XV. Glendale Cemeteryfn1. Houston
Brady's Island.
1. The evidence of the senses says, "Meaningless!" Says,
"Mechanistic!" Says, "Finite!"
Wild Man
* * *
2. Occam's Razor sometimes cuts too fine.
Celia Celia
* * *
3. Tyrant ego reigns on the just and the unjust.
Horny Teen
* * *
4. What, tyrant, do your beloved senses make of your and your ancestor's waffling about
the "size" of the universe? One age measures it in miles, the next, in light
years, the next, in parsecs.
Mahalia
* * *
5. You hate nudity, tyrant, because you yourself, in the best fairy-tale tradition,
have no clothes. You reign naked but demand we pretend otherwise. You know nothing. You
taste nothing. If nothing lived, and died, and smelled, what a stench you would bring to
paradise.
Hyundai Hunk
* * *
6. You consider the withered and withering body when you must, as often as you must.

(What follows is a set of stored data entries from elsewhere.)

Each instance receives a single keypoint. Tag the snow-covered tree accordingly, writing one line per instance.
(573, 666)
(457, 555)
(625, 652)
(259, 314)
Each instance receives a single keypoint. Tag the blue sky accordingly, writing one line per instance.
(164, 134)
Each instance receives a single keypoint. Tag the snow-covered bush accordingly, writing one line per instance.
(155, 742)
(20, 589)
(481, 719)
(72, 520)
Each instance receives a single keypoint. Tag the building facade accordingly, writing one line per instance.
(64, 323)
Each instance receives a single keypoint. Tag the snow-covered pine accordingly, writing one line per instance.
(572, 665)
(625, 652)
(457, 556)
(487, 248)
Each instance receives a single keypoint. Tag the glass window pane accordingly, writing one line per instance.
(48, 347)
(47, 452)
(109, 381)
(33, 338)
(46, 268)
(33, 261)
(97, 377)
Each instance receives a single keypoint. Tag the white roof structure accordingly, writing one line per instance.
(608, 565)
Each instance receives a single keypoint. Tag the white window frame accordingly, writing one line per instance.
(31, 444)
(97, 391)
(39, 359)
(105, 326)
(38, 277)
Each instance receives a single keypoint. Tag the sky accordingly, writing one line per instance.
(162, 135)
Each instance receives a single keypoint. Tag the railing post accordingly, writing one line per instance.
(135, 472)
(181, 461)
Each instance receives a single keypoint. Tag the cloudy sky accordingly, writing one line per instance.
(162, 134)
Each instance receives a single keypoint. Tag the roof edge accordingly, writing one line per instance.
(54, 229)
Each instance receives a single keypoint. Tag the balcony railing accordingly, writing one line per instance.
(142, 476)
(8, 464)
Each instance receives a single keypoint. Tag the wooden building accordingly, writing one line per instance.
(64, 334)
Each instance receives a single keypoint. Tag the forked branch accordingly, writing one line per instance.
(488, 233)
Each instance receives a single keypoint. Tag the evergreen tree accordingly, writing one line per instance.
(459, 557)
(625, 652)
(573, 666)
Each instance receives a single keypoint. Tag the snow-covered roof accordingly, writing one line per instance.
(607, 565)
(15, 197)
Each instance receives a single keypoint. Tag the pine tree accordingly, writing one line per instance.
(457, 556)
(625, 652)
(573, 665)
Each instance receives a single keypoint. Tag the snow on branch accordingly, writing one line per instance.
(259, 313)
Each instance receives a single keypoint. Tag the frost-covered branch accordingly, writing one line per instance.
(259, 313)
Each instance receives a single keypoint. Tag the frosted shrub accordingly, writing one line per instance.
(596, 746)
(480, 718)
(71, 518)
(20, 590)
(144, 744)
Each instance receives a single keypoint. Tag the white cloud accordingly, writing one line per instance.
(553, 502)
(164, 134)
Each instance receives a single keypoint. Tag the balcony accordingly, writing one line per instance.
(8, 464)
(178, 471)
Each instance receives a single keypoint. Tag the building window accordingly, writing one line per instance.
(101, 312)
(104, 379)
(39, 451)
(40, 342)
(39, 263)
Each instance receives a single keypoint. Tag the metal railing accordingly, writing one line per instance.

Then immediately it's back to pretending death does not exist, which is truly the only
art, the only skill of which you are the perfect master.
Wild Man
* * *
7. The earth round? The universe infinite? Something more to me than you? Of course
not. So you weave your infinite finite clothes, this fine fabric called culture, called
civilization, this natty net in which to catch and, for a while, hold us all, mostly
unsuspecting. And the few who suspect, unless they're very clever, meet the usual brutish
end of tyrant-enemies.
Wild Man
* * *
8. How you fear the clothes-less states: dreams, sex, death.
Wild Man
* * *
9. You, my broken mirror, the "God" of all cultures, are the true virus, the
one true filicidal parent, for you catch and then create and mold us all as children.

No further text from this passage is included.